Description
Venue: Aswan When: Daily
Aswan, most famous for its proximity to the eponymous dam, has its share of architectural wonders to parade for the public.
Among the sights you may want to catch are the nearby Aswan high dam, constructed in the 1960s using more than 18 times as much material as the Great Pyramid of Khufu (!), along with its sister structure, the original dam built by the British between 1898 and 1912 and located six kilometres further down-river.
Near Aswan lies the tomb of Mohammed Aga Khan, who died in 1957 and not far from the simple but beautiful crypt structure lies the sixth-century monastery of St Simeon, another site worth seeing.
Other sights include the Temple of Isis, relocated in the late 1960s from the island of Philae to nearby Agilkia, in connection with the construction of the second Aswan dam. The well-preserved and beautiful temple dates from the Ptolemaic period.
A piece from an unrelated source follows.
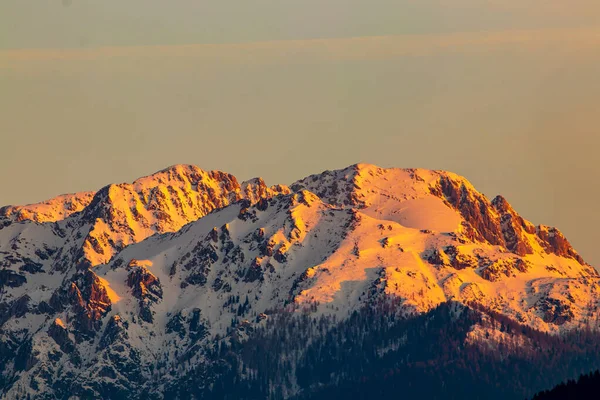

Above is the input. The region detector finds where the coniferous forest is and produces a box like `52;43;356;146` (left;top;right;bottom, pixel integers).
161;302;600;400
If you're looking for a glimpse behind the curtains of the titanic labours of construction of Pharaonic Egypt, check out the unfinished obelisk lying in just outside Aswan, in a quarry of granite (Aswan was famous as a supplier of pink and gray granite for pharaonic construction enterprises). This juggernaut of a rock measures 137 feet in length and 14 feet at its widest. It was abandoned when it developed a crack in mid-carving.